I'm going to assume you meant the following:

import mitsuba as mi
import drjit as dr
mi.set_variant('cuda_ad_rgb')

a = mi.Int([1,2])
b = mi.Float([3,4,5])

a = dr.repeat(a, len(b)) #[1,1,1,2,2,2]
b = dr.tile(b, 2) #[3,4,5,3,4,5]

result = a * b #[3,4,5,6,8,10]
result = dr.block_sum(result, 3) #[12, 24]

You have a few different options:
If the width of the output array matches an existing type you can use dr.ravel():

result = dr.unravel(mi.Point3f, a * b) #[[3.0, 4.0, 5.0], [6.0, 8.0, 10.0]]
result = dr.sum(result) #[12, 24]

If the width doesn't match an existing type, I'm afraid this will require a normal Python loop and some simple gather/scatter operations which is not ideal in terms of performance (depends on loop size), but is at least differentiable.

I encountered the same issue when trying to implement neural network using only dr.jit. Is there any recommended way to implement neural network that are differentiable?

I'll close this as the original question has been answered.


Is there any recommended way to implement neural network that are differentiable?

In general, in its current state, Dr.Jit is not well-suited for this. We do not use all the hardware features that are available to make neural networks efficient. In addition, the system was not particularly built with this in mind. However, it should still be possible. My recommendation would be to do it from C++, the type system isn't as limited as it is from Python -- simply because you can define new types as you need them.

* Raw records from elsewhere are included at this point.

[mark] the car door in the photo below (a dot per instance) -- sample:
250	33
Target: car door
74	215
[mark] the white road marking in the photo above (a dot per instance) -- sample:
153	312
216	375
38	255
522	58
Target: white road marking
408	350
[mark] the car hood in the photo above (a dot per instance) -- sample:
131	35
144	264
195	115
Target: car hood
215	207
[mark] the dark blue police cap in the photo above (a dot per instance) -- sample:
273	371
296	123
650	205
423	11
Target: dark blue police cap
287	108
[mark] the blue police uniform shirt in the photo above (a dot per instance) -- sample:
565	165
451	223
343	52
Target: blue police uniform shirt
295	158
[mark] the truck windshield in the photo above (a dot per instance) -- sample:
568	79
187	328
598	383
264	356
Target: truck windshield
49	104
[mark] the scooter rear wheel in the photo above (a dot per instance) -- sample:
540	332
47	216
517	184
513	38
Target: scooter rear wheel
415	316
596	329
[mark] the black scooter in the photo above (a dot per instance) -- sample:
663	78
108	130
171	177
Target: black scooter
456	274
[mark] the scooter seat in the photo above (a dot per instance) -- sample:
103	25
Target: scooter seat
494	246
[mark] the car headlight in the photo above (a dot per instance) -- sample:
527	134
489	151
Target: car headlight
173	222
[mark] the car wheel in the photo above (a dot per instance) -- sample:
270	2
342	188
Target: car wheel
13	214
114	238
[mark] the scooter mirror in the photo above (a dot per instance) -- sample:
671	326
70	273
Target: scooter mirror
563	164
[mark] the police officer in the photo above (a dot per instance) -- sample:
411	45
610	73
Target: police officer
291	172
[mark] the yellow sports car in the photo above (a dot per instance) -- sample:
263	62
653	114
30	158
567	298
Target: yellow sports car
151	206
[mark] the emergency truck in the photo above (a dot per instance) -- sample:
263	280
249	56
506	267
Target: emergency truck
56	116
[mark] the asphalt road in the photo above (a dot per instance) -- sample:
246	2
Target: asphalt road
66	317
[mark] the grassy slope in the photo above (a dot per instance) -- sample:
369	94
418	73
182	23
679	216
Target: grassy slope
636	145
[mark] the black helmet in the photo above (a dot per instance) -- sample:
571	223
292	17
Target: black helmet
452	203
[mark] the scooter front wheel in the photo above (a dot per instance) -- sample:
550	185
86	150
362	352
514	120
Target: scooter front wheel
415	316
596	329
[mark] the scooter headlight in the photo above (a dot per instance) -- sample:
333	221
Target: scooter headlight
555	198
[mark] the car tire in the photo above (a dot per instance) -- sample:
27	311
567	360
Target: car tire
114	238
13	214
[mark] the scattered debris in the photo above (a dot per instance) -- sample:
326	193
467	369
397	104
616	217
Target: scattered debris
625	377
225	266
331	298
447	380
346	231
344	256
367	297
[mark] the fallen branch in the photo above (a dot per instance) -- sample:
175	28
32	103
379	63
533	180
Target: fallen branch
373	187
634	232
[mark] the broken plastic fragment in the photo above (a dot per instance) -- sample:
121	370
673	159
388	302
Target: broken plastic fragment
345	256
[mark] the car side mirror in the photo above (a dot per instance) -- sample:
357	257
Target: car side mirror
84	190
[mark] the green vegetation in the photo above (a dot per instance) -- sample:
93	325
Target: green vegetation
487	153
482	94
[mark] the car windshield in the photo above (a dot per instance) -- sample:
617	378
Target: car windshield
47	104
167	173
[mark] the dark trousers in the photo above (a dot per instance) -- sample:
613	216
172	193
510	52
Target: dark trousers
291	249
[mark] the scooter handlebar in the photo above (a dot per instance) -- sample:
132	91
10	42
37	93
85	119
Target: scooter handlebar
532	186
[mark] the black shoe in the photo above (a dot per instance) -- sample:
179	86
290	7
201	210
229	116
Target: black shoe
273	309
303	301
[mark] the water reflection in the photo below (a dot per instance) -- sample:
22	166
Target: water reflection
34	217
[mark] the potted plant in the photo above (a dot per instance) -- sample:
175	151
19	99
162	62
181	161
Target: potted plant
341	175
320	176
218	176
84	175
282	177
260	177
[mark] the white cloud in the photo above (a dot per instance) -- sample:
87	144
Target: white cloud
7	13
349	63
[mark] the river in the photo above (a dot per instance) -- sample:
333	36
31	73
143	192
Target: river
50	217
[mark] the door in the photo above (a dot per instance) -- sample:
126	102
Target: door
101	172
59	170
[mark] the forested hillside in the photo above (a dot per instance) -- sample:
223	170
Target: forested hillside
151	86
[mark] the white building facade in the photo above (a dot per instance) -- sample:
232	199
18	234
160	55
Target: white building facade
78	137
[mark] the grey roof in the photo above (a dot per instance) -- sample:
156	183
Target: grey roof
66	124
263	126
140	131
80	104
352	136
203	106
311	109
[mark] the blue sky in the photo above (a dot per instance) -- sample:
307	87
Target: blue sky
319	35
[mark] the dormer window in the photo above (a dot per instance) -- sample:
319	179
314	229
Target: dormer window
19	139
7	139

I encountered the same issue when trying to implement neural network using only dr.jit. Is there any recommended way to implement neural network that are differentiable?

I ran into the exact issue but it turns out that you can use dr.scatter_reduce to achieve similar results as dr.block_sum while being differentiable. See mitsuba-renderer/mitsuba3#579 (reply in thread) for example.